Le prix du pétrole new-yorkais a avancé vendredi à la clôture, dans un marché sans entrain tout au long de la séance avant un week-end prolongé aux États-Unis.

AGENCE FRANCE-PRESSE

Le baril de light sweet crude (WTI) pour livraison en mars, référence américaine du brut, a gagné 34 cents pour clôturer à 61,68 dollars sur le New York Mercantile Exchange.

«C'était une séance très calme comme il y en a parfois.

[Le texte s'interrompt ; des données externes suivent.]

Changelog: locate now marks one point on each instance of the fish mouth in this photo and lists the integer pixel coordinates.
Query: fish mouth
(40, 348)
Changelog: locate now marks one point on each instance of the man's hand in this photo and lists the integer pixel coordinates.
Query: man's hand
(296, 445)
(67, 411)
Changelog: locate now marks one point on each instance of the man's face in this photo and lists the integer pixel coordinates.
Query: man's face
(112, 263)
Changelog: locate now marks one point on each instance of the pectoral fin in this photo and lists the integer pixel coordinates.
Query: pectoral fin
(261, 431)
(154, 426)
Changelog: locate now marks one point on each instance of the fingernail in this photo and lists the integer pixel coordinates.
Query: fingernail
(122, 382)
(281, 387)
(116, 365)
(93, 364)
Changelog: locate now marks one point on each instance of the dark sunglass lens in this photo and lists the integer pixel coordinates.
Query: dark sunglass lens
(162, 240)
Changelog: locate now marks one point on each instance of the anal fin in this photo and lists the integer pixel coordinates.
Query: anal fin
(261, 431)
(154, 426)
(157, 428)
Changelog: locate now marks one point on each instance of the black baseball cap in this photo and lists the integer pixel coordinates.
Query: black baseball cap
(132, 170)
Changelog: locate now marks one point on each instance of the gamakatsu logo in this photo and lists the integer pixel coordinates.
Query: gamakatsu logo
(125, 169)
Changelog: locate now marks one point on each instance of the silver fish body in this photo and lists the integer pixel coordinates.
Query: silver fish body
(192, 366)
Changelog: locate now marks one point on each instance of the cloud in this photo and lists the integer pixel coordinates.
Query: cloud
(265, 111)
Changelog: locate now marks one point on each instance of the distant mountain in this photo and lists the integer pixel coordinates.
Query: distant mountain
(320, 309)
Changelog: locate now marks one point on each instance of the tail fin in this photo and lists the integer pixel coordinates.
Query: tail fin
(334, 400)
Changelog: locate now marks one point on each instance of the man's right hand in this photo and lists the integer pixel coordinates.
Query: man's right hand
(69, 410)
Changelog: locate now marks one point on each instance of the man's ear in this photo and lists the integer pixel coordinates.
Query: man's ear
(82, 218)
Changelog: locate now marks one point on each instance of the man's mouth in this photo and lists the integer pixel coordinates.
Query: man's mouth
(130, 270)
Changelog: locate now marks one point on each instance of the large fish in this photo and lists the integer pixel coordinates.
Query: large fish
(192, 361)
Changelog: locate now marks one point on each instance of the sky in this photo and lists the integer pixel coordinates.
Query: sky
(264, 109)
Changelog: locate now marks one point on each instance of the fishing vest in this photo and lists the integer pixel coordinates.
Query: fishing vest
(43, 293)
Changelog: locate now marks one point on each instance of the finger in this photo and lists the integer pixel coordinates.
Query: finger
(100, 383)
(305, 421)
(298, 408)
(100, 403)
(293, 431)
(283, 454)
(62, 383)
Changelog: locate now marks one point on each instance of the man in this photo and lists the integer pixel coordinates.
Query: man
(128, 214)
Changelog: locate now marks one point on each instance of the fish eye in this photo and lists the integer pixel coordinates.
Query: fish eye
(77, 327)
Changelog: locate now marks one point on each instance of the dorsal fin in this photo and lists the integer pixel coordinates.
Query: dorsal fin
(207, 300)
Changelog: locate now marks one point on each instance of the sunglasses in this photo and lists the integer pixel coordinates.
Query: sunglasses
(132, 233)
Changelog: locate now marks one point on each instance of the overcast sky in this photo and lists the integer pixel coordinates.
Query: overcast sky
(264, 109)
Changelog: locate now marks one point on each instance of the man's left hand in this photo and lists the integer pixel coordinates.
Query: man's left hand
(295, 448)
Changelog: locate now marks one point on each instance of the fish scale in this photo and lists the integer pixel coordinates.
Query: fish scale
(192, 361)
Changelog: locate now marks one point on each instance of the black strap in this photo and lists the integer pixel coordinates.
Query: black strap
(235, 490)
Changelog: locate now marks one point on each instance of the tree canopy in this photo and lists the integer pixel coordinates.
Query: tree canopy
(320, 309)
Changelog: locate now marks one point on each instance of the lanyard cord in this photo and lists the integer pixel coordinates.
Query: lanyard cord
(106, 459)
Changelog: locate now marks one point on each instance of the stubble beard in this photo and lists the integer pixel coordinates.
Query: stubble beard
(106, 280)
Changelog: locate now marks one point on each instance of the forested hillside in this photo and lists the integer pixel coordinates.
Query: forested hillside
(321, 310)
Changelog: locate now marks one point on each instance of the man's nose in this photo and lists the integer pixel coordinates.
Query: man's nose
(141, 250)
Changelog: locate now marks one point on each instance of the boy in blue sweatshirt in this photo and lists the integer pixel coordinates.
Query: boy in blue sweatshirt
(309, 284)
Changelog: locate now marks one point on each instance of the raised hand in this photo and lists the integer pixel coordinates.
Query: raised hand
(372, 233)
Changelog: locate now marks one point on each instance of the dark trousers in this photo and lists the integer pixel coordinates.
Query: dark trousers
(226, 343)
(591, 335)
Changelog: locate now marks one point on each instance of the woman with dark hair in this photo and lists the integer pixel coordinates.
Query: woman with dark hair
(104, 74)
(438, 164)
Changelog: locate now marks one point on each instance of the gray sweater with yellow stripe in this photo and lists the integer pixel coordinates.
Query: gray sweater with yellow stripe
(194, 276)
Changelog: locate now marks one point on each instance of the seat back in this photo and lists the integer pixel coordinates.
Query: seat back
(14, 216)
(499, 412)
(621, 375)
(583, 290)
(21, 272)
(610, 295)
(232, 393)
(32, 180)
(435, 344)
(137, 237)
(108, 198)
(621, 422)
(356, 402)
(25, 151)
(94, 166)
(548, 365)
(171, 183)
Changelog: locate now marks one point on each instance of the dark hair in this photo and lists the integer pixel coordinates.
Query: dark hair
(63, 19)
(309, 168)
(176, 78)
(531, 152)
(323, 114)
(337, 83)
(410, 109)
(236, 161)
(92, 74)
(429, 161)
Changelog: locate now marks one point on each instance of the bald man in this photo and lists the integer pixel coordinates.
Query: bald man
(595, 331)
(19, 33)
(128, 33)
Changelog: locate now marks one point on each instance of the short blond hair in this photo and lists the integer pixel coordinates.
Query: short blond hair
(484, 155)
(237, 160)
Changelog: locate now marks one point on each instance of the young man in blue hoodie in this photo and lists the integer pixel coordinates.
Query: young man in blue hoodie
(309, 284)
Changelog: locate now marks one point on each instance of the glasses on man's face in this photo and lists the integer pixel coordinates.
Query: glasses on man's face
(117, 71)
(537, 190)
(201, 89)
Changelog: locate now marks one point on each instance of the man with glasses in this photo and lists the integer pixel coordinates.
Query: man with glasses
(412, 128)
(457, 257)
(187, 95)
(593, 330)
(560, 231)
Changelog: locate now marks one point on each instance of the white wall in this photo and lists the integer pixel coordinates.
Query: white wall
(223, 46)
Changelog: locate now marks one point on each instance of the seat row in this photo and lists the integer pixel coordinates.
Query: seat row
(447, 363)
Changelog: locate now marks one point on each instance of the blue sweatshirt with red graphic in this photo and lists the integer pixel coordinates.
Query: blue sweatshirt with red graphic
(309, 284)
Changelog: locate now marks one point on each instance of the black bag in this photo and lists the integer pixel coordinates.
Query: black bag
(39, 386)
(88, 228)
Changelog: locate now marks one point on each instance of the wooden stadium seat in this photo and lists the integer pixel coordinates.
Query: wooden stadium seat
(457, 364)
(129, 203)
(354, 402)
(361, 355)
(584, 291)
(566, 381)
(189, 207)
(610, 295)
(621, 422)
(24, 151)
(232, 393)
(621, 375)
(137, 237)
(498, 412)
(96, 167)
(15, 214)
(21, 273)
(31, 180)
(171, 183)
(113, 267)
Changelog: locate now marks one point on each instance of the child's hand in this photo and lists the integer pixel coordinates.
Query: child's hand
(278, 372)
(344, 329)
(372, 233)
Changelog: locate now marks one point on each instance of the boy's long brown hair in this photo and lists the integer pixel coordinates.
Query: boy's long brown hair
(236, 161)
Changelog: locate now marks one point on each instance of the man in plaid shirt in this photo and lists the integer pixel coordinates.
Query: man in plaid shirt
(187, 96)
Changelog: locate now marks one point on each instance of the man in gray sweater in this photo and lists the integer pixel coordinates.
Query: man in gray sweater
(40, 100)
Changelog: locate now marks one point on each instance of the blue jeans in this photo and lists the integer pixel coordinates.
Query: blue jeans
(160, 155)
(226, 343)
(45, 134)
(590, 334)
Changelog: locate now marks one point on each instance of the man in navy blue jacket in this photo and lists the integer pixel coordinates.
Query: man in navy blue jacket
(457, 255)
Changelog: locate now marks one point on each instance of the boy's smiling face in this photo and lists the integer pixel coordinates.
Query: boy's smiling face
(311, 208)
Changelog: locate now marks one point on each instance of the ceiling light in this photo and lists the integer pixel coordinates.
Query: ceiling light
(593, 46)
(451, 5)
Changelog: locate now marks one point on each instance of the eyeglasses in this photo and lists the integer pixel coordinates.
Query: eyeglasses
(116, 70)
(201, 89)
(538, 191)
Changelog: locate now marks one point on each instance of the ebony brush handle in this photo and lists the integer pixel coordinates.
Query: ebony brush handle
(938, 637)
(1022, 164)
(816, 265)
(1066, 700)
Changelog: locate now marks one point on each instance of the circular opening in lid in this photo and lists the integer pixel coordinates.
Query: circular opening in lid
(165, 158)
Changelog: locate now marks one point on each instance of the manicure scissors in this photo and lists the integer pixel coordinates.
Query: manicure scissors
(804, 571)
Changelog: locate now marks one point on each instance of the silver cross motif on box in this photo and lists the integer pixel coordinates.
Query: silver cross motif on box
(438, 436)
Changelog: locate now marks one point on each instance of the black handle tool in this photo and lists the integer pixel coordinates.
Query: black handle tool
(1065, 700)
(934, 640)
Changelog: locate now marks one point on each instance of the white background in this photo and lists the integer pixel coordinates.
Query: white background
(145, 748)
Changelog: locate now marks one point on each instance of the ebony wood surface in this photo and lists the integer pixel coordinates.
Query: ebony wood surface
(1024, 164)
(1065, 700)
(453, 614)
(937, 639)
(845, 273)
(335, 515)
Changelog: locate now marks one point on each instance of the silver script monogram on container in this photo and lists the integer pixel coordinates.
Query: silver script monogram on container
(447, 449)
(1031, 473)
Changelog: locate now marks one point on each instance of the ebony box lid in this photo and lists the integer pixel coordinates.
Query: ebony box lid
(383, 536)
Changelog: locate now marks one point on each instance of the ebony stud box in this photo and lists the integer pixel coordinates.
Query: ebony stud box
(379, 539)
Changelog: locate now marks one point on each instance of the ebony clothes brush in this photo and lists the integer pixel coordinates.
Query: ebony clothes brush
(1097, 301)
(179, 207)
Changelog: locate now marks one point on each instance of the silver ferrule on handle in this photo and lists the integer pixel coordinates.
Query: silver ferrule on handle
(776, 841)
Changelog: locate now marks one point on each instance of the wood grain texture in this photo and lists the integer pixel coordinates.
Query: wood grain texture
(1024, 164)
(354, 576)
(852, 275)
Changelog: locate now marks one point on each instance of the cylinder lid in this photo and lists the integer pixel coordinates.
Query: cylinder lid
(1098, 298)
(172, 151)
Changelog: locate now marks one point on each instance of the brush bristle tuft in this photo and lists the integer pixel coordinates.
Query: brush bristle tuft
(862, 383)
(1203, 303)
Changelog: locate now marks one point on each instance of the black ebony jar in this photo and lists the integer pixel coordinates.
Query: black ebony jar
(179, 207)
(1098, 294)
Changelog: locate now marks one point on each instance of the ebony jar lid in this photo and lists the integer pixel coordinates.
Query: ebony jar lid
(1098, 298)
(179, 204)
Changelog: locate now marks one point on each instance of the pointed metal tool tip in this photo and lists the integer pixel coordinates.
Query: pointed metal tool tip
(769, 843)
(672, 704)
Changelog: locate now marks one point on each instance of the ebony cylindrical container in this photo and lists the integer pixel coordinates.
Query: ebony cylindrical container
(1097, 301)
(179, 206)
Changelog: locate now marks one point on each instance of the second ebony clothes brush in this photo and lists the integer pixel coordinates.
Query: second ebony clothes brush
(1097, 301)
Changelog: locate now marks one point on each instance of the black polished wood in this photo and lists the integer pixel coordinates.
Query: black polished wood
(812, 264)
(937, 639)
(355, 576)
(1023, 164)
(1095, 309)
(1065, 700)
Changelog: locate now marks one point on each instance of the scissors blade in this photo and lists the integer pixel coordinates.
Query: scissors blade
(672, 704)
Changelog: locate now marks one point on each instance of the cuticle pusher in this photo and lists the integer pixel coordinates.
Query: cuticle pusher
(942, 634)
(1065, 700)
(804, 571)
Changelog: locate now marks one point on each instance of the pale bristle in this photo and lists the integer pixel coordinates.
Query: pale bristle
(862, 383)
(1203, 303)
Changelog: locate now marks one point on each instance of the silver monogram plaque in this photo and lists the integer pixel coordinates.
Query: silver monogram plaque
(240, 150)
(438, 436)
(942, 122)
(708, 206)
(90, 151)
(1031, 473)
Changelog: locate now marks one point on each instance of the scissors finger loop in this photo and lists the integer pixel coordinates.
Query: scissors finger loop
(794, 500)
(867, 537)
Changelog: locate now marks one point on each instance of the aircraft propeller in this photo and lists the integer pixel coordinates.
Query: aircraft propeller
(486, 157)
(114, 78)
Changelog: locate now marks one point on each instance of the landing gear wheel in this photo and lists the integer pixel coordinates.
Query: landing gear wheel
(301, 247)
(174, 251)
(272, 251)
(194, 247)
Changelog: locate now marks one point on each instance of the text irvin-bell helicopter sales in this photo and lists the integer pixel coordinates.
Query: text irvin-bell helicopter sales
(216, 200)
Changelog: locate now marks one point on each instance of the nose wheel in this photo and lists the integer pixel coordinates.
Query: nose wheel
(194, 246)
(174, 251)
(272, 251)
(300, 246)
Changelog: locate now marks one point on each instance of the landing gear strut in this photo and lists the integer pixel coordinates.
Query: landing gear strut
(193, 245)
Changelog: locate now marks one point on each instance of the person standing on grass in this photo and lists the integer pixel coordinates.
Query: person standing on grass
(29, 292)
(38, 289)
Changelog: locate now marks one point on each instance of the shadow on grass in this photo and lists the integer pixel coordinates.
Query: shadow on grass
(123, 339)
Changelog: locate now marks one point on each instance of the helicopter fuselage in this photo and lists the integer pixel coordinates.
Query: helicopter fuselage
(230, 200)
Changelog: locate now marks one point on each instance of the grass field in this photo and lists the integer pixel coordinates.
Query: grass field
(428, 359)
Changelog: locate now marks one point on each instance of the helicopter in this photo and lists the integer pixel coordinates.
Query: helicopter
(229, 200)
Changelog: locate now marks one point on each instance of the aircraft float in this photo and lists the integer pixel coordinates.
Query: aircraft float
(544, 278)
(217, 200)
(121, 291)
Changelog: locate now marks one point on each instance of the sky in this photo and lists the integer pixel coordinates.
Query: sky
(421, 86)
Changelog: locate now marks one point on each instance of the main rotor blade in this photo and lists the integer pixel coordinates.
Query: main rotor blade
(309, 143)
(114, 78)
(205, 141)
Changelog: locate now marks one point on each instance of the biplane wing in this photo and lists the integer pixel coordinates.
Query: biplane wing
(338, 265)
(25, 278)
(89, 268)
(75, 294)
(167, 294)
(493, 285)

Les courtiers ont effectué quelques mouvements techniques et ont attendu patiemment le week-end», a observé Bill O'Grady de Confluence Investment.

Les cours se sont ainsi plutôt stabilisés, «comme à la Bourse de New York» lors d'une séance «tranquille», a relevé Matt Smith de ClipperData.

Les investisseurs vont éteindre leurs consoles pour trois jours à New York, puisque les marchés resteront fermés jusqu'à mardi en raison du Presidents Day lundi.

Vendredi, ces derniers ont porté peu d'attention au renforcement du dollar, défavorable à l'attractivité du pétrole pour les investisseurs munis d'autres devises, et à un indicateur avancé de la production américaine de brut.

Le nombre hebdomadaire de puits de pétrole actifs aux États-Unis a en effet avancé de 7 unités à 798 puits actifs, d'après la société américaine Baker Hugues, après un bond de 26 unités la semaine précédente.

«Le marché en revient aux fondamentaux, entre la hausse de la production américaine et l'engagement renouvelé de l'OPEP et de ses partenaires à respecter, voire prolonger, leur accord de limitation de production», a souligné M. Smith.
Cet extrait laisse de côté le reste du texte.